Search code examples
pythontensorflowtensorflow2.0huggingface-transformers

huggingface transformer with tensorflow saves two files as model weights


This is how I build the model for classification task:

    def bert_for_classification(transformer_model_name, max_sequence_length, num_labels):
        config = ElectraConfig.from_pretrained(
            transformer_model_name,
            num_labels=num_labels,
            output_hidden_states=False,
            output_attentions=False
        )
        model = TFElectraForSequenceClassification.from_pretrained(transformer_model_name, config=config)
        # This is the input for the tokens themselves(words from the dataset after encoding):
        input_ids = tf.keras.layers.Input(shape=(max_sequence_length,), dtype=tf.int32, name='input_ids')

        # attention_mask - is a binary mask which tells BERT which tokens to attend and which not to attend.
        # Encoder will add the 0 tokens to the some sequence which smaller than MAX_SEQUENCE_LENGTH,
        # and attention_mask, in this case, tells BERT where is the token from the original data and where is 0 pad
        # token:
        attention_mask = tf.keras.layers.Input((max_sequence_length,), dtype=tf.int32, name='attention_mask')
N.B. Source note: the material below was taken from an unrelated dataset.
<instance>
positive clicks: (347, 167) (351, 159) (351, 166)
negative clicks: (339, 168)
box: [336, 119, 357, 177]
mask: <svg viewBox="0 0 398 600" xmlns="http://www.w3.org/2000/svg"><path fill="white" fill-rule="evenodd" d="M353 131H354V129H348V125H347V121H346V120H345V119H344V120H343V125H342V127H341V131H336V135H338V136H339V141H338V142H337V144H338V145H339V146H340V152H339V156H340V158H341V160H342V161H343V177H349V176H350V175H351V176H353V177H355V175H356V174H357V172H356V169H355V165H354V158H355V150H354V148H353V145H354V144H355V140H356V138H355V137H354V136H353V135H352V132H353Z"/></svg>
        # Use previous inputs as BERT inputs:
        output = model([input_ids, attention_mask])[0]
        output = tf.keras.layers.Dense(num_labels, activation='softmax')(output)
        model = tf.keras.models.Model(inputs=[input_ids, attention_mask], outputs=output)

        model.compile(loss=keras.losses.CategoricalCrossentropy(),
                      optimizer=keras.optimizers.Adam(3e-05, epsilon=1e-08),
                      metrics=['accuracy'])

        return model

After I trained this model I save it using model.save_weights('model.hd5') But it turns out there are two files that are saved: model.hd5.index and model.hd5.data-00000-of-00001

How should I load this model from the disk?


Solution

  • You have 2 possibilities to save a model, either in keras h5 format or in tensorflow SavedModel format.
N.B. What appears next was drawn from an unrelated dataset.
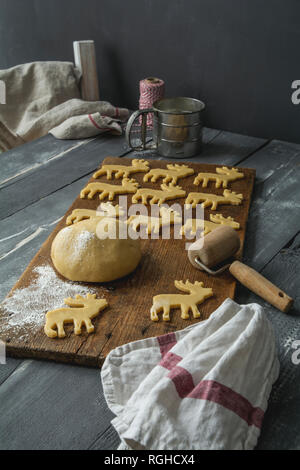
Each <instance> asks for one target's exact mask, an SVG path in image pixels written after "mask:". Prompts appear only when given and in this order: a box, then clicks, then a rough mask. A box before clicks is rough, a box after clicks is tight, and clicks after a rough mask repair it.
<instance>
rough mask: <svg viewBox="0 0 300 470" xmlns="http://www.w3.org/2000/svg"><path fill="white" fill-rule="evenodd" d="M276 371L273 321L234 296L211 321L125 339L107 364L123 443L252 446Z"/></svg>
mask: <svg viewBox="0 0 300 470" xmlns="http://www.w3.org/2000/svg"><path fill="white" fill-rule="evenodd" d="M278 374H279V361H278V359H277V352H276V345H275V337H274V332H273V328H272V325H271V323H270V321H269V320H268V319H267V317H266V315H265V313H264V311H263V309H262V307H260V306H259V305H258V304H248V305H239V304H237V303H236V302H234V301H233V300H231V299H227V300H225V301H224V303H223V304H222V305H221V306H220V307H219V308H218V309H217V310H216V311H215V312H214V313H213V314H212V315H211V316H210V318H209V319H208V320H206V321H203V322H200V323H196V324H195V325H193V326H190V327H187V328H186V329H184V330H181V331H177V332H176V333H168V334H166V335H163V336H159V337H157V338H147V339H143V340H140V341H135V342H133V343H129V344H125V345H124V346H120V347H118V348H116V349H114V350H113V351H111V352H110V353H109V355H108V356H107V358H106V360H105V362H104V365H103V368H102V371H101V377H102V384H103V390H104V394H105V397H106V401H107V404H108V406H109V408H110V409H111V410H112V412H113V413H114V414H115V415H116V417H115V418H114V419H113V421H112V424H113V426H114V427H115V429H116V430H117V432H118V434H119V436H120V438H121V442H122V444H121V446H120V447H119V449H150V450H198V449H202V450H204V449H206V450H209V449H211V450H237V449H248V450H249V449H253V448H254V447H255V445H256V443H257V439H258V437H259V434H260V430H261V427H262V423H263V418H264V414H265V411H266V409H267V406H268V398H269V395H270V392H271V388H272V385H273V383H274V382H275V380H276V379H277V377H278Z"/></svg>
    You can determine the format by passing the save_format argument and set it to either "h5" or "tf". If you don't specify this argument, the format will be determined by the name you have passed. If the name has the .h5 suffix, it will be saved in keras, otherwise in the SavedModel format.

    Anyway, since you have specified suffix hd5 instead of h5, it will be saved in SavedModel format.

    You can simply load them in the same way you have saved them.

    model.save_weights("model.h5")   #h5 format
    model.load_weights("model.h5")
    #or
    model.save_weights("mymodel")    #SavedModel format
    model.load_weights("mymodel")